Dans ce contexte, le rebond des semi-conducteurs et la légère détente des rendements observés le 9 juin ressemblent à un positionnement précautionneux avant une publication à fort potentiel de surprise. Ce n'est pas une reprise de tendance : c'est un marché qui attend.
L'analyse détaillée des implications pour les marchés actions et les actifs numériques dans un cycle de taux prolongé est également couverte dans le dossier 192 000 emplois, Goldman Sachs et la trêve Iran-Israël : les marchés entre surchauffe et espoir, qui contextualise les interactions entre données macro et réaction des actifs risqués.
Le niveau à surveiller concrètement : si le CPI de mai dépasse les attentes du consensus, la probabilité implicite d'une hausse de taux Fed en 2026, actuellement minoritaire selon les marchés à terme, pourrait monter suffisamment pour déclencher une nouvelle correction sur le Nasdaq. C'est le 10 juin 2026 qui dira si le scénario higher-for-longer tient ou cède.
FAQ
Pourquoi 172 000 emplois créés est-il un chiffre si important pour les taux d'intérêt ?
Les 172 000 créations d'emplois en mai 2026 représentent le double des 85 000 attendus par les analystes. Ce type de surprise haussière signale à la Réserve fédérale que l'économie reste suffisamment robuste pour supporter des taux élevés sans basculer en récession, ce qui supprime l'urgence de tout assouplissement monétaire en 2026.
Goldman Sachs a-t-il totalement abandonné le scénario de baisses de taux ?
Non. Goldman Sachs, par la voix de David Mericle, maintient deux baisses de taux dans sa prévision, mais les a repoussées à juin et décembre 2027. La banque estime que la probabilité d'une hausse reste faible, l'inflation n'étant pas jugée auto-entretenue à ce stade.
Qu'est-ce que le CPI du 10 juin 2026 peut provoquer concrètement sur les marchés ?

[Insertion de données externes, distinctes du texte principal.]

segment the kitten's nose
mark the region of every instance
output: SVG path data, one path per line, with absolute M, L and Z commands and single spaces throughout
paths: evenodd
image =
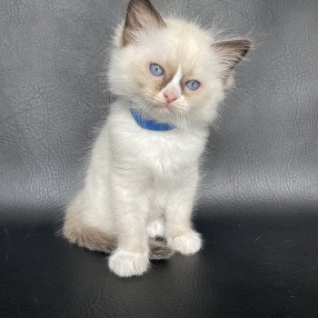
M 178 92 L 174 89 L 165 91 L 164 96 L 168 104 L 173 103 L 179 98 Z

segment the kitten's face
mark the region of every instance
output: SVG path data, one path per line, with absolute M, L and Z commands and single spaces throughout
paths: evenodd
M 215 116 L 232 69 L 249 44 L 244 43 L 246 52 L 231 46 L 229 60 L 224 42 L 214 47 L 209 33 L 182 20 L 164 20 L 146 0 L 130 2 L 115 41 L 109 72 L 112 91 L 144 115 L 179 125 L 206 124 Z M 239 45 L 234 46 L 242 50 Z

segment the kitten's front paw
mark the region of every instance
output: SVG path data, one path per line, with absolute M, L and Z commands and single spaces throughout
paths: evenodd
M 142 275 L 148 268 L 148 253 L 116 251 L 110 257 L 108 266 L 120 277 Z
M 193 231 L 187 234 L 174 238 L 168 243 L 168 246 L 184 255 L 192 255 L 198 252 L 202 247 L 201 235 Z

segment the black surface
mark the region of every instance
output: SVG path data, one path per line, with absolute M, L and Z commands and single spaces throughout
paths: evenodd
M 250 35 L 204 154 L 193 257 L 143 277 L 56 235 L 113 99 L 124 1 L 0 1 L 1 317 L 317 317 L 318 2 L 154 1 Z

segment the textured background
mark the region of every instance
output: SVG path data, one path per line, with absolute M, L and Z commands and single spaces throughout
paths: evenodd
M 318 2 L 154 4 L 256 44 L 204 154 L 205 248 L 128 284 L 55 237 L 113 99 L 104 63 L 126 2 L 1 0 L 1 316 L 317 317 Z

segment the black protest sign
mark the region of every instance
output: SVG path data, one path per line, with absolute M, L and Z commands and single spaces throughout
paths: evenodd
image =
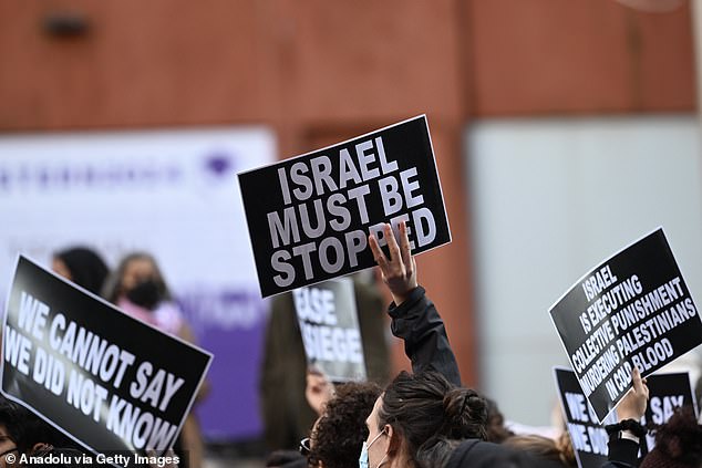
M 554 368 L 560 406 L 572 449 L 580 468 L 599 468 L 607 461 L 609 436 L 600 425 L 595 410 L 582 394 L 576 374 L 569 368 Z M 603 424 L 617 423 L 613 414 Z
M 2 393 L 95 453 L 169 448 L 211 361 L 23 257 L 3 332 Z
M 451 241 L 425 116 L 238 177 L 264 297 L 375 266 L 383 222 L 415 254 Z
M 339 278 L 292 291 L 308 365 L 332 382 L 364 381 L 353 281 Z
M 601 419 L 632 386 L 702 343 L 702 321 L 662 229 L 581 278 L 549 310 Z
M 690 385 L 690 374 L 686 372 L 653 374 L 647 377 L 649 387 L 649 403 L 641 424 L 660 426 L 665 424 L 677 408 L 689 406 L 698 412 L 698 405 Z M 653 434 L 647 434 L 642 451 L 651 451 L 655 446 Z

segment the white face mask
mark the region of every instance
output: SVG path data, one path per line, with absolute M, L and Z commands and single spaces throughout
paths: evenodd
M 370 444 L 367 444 L 365 440 L 363 440 L 363 447 L 361 448 L 361 456 L 359 457 L 359 468 L 369 468 L 368 467 L 368 449 L 375 444 L 375 440 L 378 440 L 378 438 L 380 436 L 382 436 L 383 434 L 385 434 L 385 429 L 383 428 L 383 430 L 380 431 L 379 435 L 375 436 L 375 438 L 373 438 L 373 440 L 371 440 Z M 378 464 L 378 466 L 375 468 L 379 468 L 383 461 L 385 461 L 385 458 L 388 457 L 388 454 L 385 454 L 383 456 L 383 458 L 380 460 L 380 464 Z

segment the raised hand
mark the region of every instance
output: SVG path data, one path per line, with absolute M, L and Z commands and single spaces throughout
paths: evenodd
M 390 249 L 390 259 L 385 257 L 375 236 L 370 235 L 368 242 L 371 246 L 373 258 L 380 267 L 383 282 L 388 284 L 392 299 L 400 305 L 405 301 L 410 292 L 417 287 L 416 263 L 410 250 L 410 238 L 407 237 L 407 226 L 400 221 L 400 246 L 392 232 L 392 227 L 388 223 L 383 226 L 384 239 Z

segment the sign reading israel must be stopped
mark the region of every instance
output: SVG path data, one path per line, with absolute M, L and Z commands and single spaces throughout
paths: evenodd
M 451 241 L 425 116 L 238 176 L 264 297 L 374 267 L 383 222 L 414 254 Z
M 95 453 L 140 455 L 173 445 L 211 361 L 24 257 L 2 356 L 8 398 Z
M 581 278 L 549 310 L 599 420 L 643 376 L 702 343 L 702 321 L 662 229 Z

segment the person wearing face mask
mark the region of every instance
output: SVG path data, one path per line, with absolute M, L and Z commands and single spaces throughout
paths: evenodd
M 195 336 L 187 326 L 180 309 L 174 302 L 156 260 L 151 254 L 133 252 L 125 256 L 105 281 L 102 295 L 133 318 L 162 332 L 195 343 Z M 205 381 L 196 396 L 196 402 L 202 401 L 206 394 L 207 382 Z M 183 453 L 178 453 L 180 448 Z M 193 412 L 185 418 L 175 449 L 180 456 L 182 468 L 200 468 L 204 443 L 199 424 Z
M 424 453 L 440 439 L 484 439 L 487 403 L 440 373 L 402 372 L 378 397 L 365 424 L 360 468 L 423 467 Z

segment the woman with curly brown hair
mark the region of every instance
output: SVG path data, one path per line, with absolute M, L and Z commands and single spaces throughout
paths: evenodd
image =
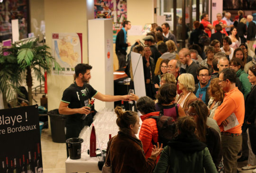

Un CPI de mai supérieur aux attentes ancrerait le scénario higher-for-longer et exercerait une nouvelle pression baissière sur le Nasdaq et les obligations longues. Un CPI inférieur aux attentes rouvrirait le débat sur une première baisse de taux avant fin 2026, ce qui pourrait déclencher un rebond significatif des actifs à duration longue.
Pourquoi le Dow Jones a-t-il progressé alors que le S&P 500 et le Nasdaq reculaient ?
Le Dow Jones Industrial Average est composé de valeurs industrielles et financières plus sensibles à la croissance économique nominale qu'aux taux réels. Quand les taux montent en raison d'une économie solide, les financières et industrielles peuvent en bénéficier, contrairement aux valeurs technologiques à longue duration qui subissent mécaniquement la hausse des taux d'actualisation.